LONGVIEW — Sunday was the mother of all climbing days at Mount St. Helens.
A record number of permits — 971 — were sold to climb the Southwest Washington volcano that day. In honor of Mother’s Day, many of the climbers wore skirts or dresses.
“The big draw with Mother’s Day is that everyone wears dresses, both men and women. It’s a fun thing,” said Luke Wakefield, media education coordinator for the Amboy-based Mount St. Helens Institute.
In addition to the nearly 1,000 permits sold for Sunday, another 468 were sold for Saturday climbing, making for a potential two-day total of nearly 1,500 climbers. He said no one knows how many permit-holders actually showed up or reached the summit of the 8,363-foot peak. But reports from the field indicated a crowded climb, and parking near the climbing trailhead and Marble Mountain Snowpark “was crazy,” Wakefield said.

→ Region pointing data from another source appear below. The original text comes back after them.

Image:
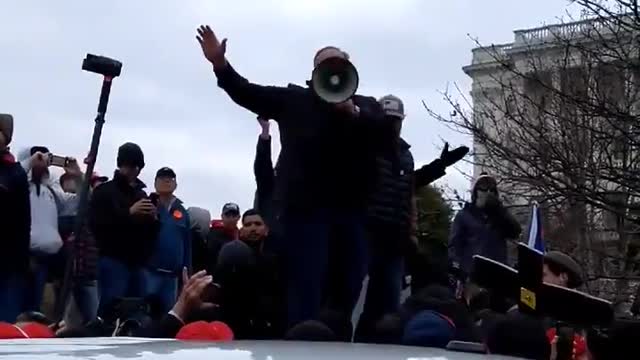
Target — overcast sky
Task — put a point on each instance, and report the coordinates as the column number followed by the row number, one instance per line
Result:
column 167, row 100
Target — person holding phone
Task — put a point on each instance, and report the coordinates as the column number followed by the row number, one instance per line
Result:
column 172, row 250
column 48, row 205
column 124, row 223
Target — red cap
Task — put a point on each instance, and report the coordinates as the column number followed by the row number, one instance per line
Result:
column 37, row 331
column 204, row 331
column 10, row 331
column 579, row 342
column 217, row 224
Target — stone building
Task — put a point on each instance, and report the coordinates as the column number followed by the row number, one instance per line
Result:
column 538, row 64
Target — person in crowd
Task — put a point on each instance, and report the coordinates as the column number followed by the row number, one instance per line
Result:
column 97, row 180
column 324, row 172
column 560, row 269
column 69, row 184
column 252, row 290
column 390, row 217
column 124, row 223
column 482, row 227
column 47, row 205
column 83, row 304
column 519, row 336
column 388, row 224
column 221, row 232
column 194, row 304
column 15, row 226
column 200, row 227
column 429, row 266
column 172, row 251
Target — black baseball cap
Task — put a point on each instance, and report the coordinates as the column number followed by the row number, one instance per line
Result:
column 231, row 208
column 166, row 172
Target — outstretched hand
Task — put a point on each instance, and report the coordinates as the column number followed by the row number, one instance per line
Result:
column 265, row 126
column 451, row 157
column 190, row 298
column 213, row 49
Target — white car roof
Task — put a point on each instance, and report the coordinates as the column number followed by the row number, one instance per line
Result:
column 154, row 349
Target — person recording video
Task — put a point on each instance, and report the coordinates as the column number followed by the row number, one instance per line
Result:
column 48, row 204
column 124, row 223
column 325, row 166
column 482, row 227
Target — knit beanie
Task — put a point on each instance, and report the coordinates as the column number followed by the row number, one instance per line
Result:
column 130, row 154
column 6, row 126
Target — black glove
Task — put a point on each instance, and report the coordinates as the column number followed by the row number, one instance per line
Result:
column 451, row 157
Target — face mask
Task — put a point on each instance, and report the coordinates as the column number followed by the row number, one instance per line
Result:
column 481, row 198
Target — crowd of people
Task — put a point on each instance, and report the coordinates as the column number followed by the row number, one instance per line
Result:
column 338, row 205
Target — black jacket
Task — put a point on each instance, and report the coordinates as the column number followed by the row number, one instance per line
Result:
column 390, row 200
column 429, row 173
column 264, row 200
column 119, row 234
column 216, row 239
column 327, row 158
column 15, row 216
column 252, row 296
column 483, row 232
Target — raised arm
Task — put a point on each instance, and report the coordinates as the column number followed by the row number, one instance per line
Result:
column 263, row 165
column 437, row 168
column 262, row 100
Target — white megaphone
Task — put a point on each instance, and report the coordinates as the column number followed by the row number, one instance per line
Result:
column 335, row 80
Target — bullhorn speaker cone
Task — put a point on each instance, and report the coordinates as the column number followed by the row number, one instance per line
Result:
column 335, row 80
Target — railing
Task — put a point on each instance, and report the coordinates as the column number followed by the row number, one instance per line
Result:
column 568, row 31
column 489, row 54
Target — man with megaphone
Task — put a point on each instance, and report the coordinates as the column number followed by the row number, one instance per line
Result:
column 329, row 138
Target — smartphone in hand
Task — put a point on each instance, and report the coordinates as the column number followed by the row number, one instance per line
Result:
column 59, row 161
column 153, row 197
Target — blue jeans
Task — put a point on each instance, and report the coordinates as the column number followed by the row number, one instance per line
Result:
column 41, row 265
column 383, row 292
column 12, row 288
column 312, row 242
column 87, row 300
column 117, row 280
column 163, row 287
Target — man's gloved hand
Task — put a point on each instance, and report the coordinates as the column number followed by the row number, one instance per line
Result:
column 451, row 157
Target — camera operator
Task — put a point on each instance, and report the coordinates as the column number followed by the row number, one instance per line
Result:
column 172, row 250
column 15, row 226
column 482, row 227
column 324, row 172
column 47, row 206
column 124, row 223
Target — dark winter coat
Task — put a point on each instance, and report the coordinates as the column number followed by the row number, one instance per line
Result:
column 390, row 199
column 15, row 216
column 482, row 232
column 327, row 157
column 120, row 235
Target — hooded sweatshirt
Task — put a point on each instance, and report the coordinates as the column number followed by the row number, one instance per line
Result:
column 46, row 201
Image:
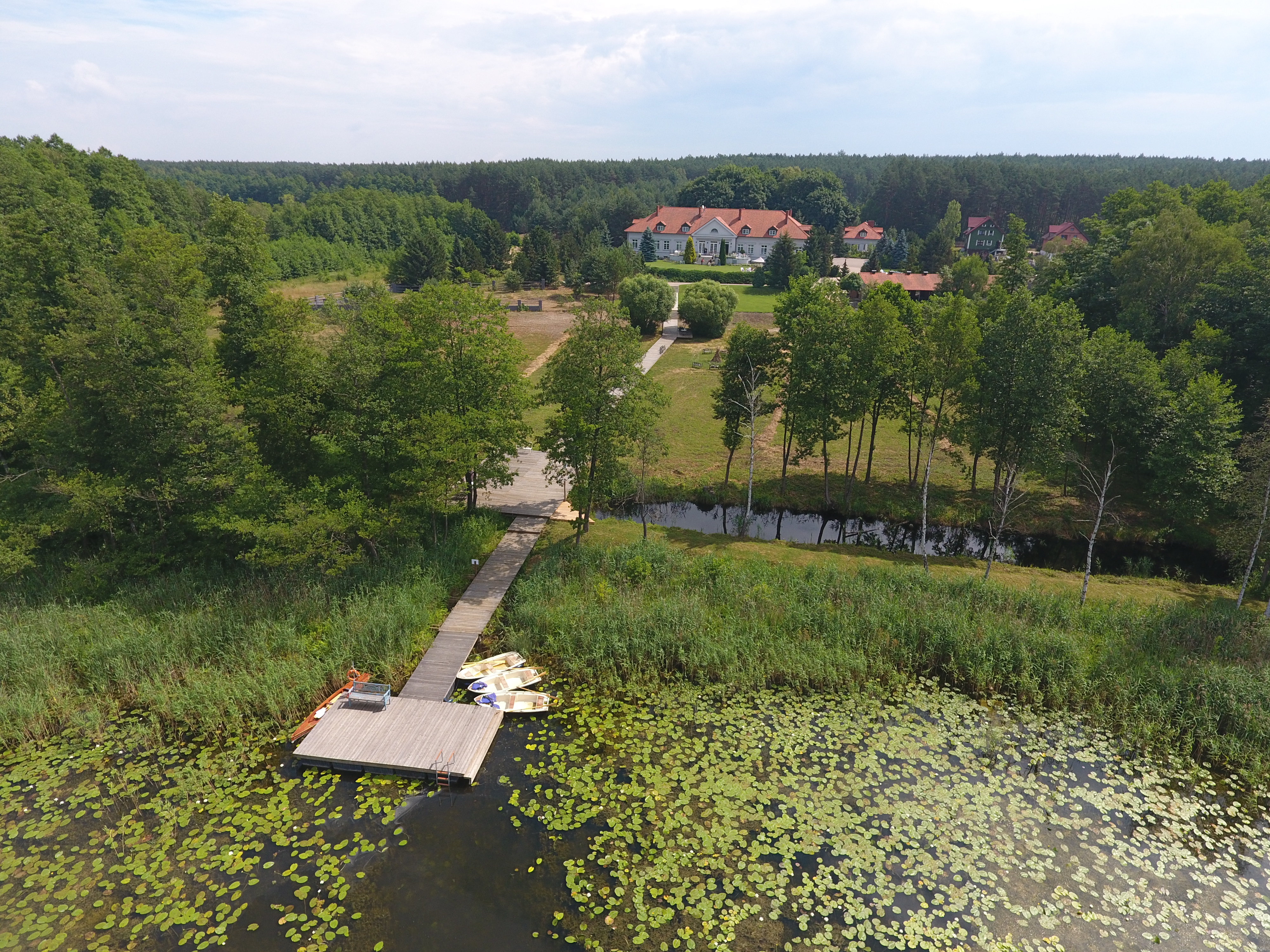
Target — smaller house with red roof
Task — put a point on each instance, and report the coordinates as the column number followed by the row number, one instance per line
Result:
column 863, row 237
column 1066, row 234
column 919, row 286
column 982, row 237
column 741, row 234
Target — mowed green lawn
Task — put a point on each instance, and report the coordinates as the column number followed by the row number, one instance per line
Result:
column 751, row 299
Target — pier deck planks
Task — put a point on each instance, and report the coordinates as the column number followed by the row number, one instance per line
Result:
column 530, row 494
column 408, row 737
column 418, row 729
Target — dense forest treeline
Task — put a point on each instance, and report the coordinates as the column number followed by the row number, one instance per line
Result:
column 159, row 406
column 904, row 192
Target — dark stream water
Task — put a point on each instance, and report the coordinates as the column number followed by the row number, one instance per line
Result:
column 1045, row 552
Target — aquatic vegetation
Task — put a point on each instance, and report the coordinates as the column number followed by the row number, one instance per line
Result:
column 769, row 821
column 1178, row 680
column 114, row 841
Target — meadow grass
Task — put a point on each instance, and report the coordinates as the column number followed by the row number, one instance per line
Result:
column 751, row 299
column 1170, row 677
column 209, row 649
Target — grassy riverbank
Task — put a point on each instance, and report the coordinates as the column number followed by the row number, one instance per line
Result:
column 210, row 649
column 1178, row 677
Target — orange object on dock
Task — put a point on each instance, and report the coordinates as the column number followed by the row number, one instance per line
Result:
column 312, row 720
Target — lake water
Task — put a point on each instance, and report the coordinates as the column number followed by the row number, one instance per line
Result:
column 1043, row 552
column 716, row 819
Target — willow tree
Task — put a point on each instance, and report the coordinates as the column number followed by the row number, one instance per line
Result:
column 1029, row 376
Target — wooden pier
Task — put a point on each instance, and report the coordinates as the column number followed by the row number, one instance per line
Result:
column 420, row 733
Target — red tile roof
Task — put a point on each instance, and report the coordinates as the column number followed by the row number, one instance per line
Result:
column 1065, row 229
column 926, row 282
column 866, row 230
column 759, row 220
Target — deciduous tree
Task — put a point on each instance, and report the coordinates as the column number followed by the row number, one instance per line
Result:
column 648, row 300
column 749, row 350
column 707, row 308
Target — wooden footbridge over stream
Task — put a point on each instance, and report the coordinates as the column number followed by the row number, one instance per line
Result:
column 421, row 733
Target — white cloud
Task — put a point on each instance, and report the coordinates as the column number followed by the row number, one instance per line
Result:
column 277, row 79
column 88, row 78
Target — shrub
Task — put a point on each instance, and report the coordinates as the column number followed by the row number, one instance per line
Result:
column 707, row 308
column 648, row 299
column 695, row 275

No injuries were reported, he said.
Wakefield said one woman reported on Facebook that she spread her mother’s ashes on the mountain on Sunday. Some men climbed with their daughters.
Mother’s Day is usually the last weekend of the spring without restrictions on the number of climbers. After May 15, the number of climbers is capped at 100 day until late summer.
Climbing the volcano is a lot easier than it used to be. Before the eruption on May 18, 1980, decapitated it, the mountain rose to 9,677 feet. This year’s climbers were aided by the abatement of what had been a severe avalanche hazard in April and almost ideal weekend weather.
Mount St. Helens is one of the most climbed peaks in the world.